Commentary on Humphrey, for JCS

December 4, 1999

 

 

“It’s not a bug, it’s a feature.”

 

                Today, the planet has plenty of conscious beings on it; three billion years ago, it had none.[i] What happened in the interim was a lot of evolution, with features emerging gradually, in one order or another.  Figuring out what order and why is very likely a good way to reduce perplexity, because one thing we have learned from the voyage of the Beagle and its magnificent wake is that puzzling features of contemporary phenomena often are fossil traces of earlier adaptations. As the great biologist D’Arcy Thompson once said, “Everything is the way it is because it got that way.” And even when we can’t remotely confirm our Just So Stories about how things got the way they are, the exercise can be salutary, since it forces us to ask (and try to answer) questions that might otherwise never occur to us.  We do have to get the left and right sides of our equation to match in dimensionality–I am grateful to Humphrey for this useful proposal about how to think about the issues–and adding wrinkles on the right needs to be motivated by, and in the end justified by,   more than the sheer need for a few more dimensions.  As Just So Stories go, Humphrey’s account of the emergence of sensation is a valuable one, traversing ground that must be traversed one way or another, and providing along the way some reasonable grounds for supposing things happened roughly the way he supposes.

 

                Humphrey has convinced me that something like his distinction between visual sensation and visual perception needs to be drawn, but rather than focus on relatively minor problems I have with specifics of his account, I want to articulate and then rebut a blanket “objection” that I anticipate will be widespread in other commentaries on this essay:

 

                A robot could meet all of Humphrey’s dimensional conditions.  Yes, of course, Humphrey frames the design of his conscious organism in terms of evolutionary re-design, and stresses the ecological interplay that helps set the costs and benefits for this exercise in R-and-D, but nothing he proposes in the way of an evolutionary innovation is in principle beyond the reach of roboticists. For instance, he says at a midway point in his Just So Story:  “ . . .the animal is actively responding to stimulation with public bodily activity, and its experience or proto-experience of sensation (if we can now call it that) arises from its monitoring its own command signals for these sensory responses.” I presume that a robot can “actively” respond and is capable of at least “proto-experience of sensation”; if these presumptions are not so, Humphrey is smuggling in something crucial with these terms.
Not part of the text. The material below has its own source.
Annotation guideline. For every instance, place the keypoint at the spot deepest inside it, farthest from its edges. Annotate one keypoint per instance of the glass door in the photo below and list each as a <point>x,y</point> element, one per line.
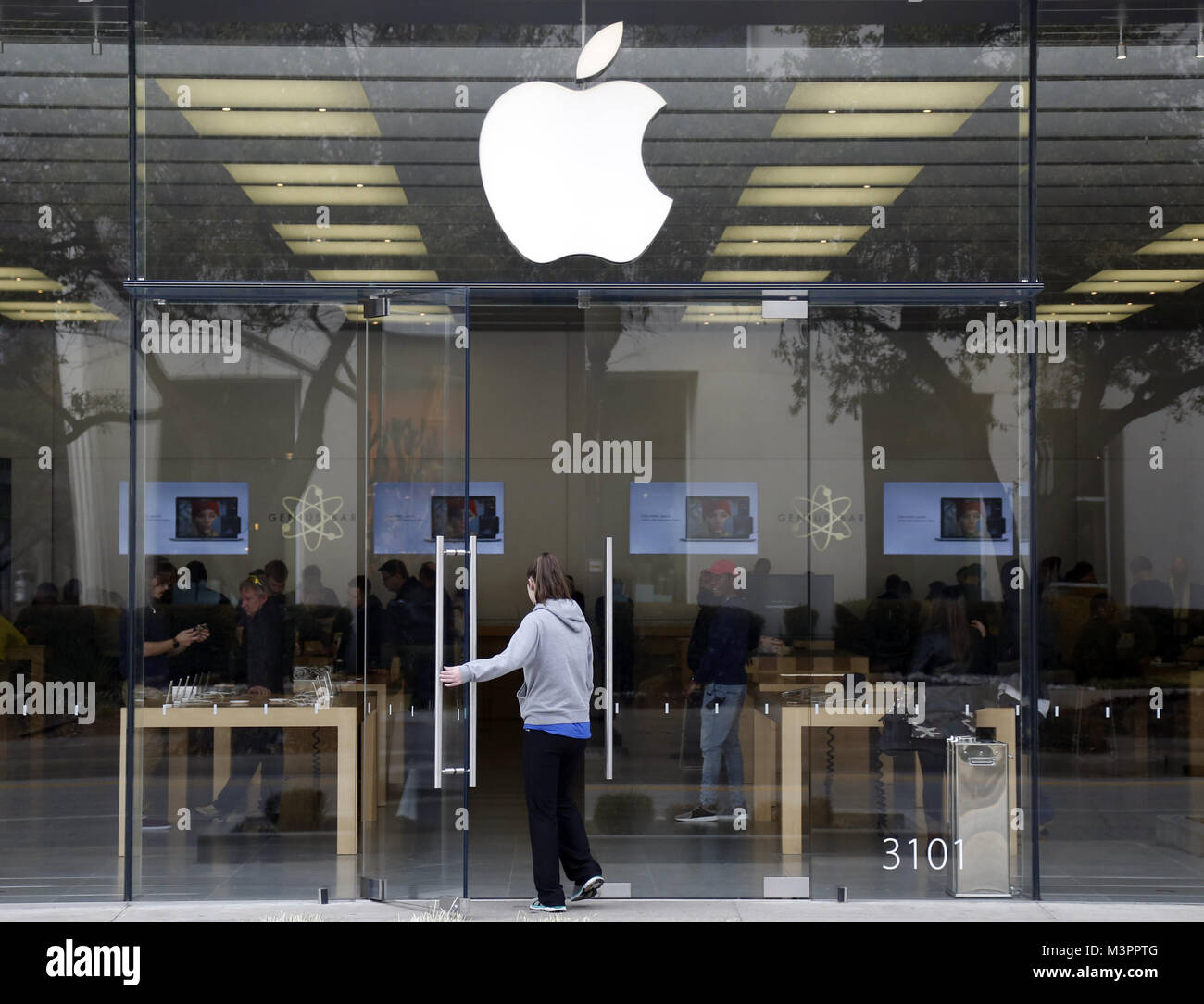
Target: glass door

So Humphrey is, in spite of his assurances, only dealing with the easy problems of consciousness, since even if he is right about everything he says, he has provided an account only of those features of consciousness that are robot-friendly, functionalistic, a matter of “complex behavioral dispositions”–and as he says of Dennett’s earlier attempt, such an account,  “while defensible in his own terms, has proved too far removed from most people’s intuitions to be persuasive. . .”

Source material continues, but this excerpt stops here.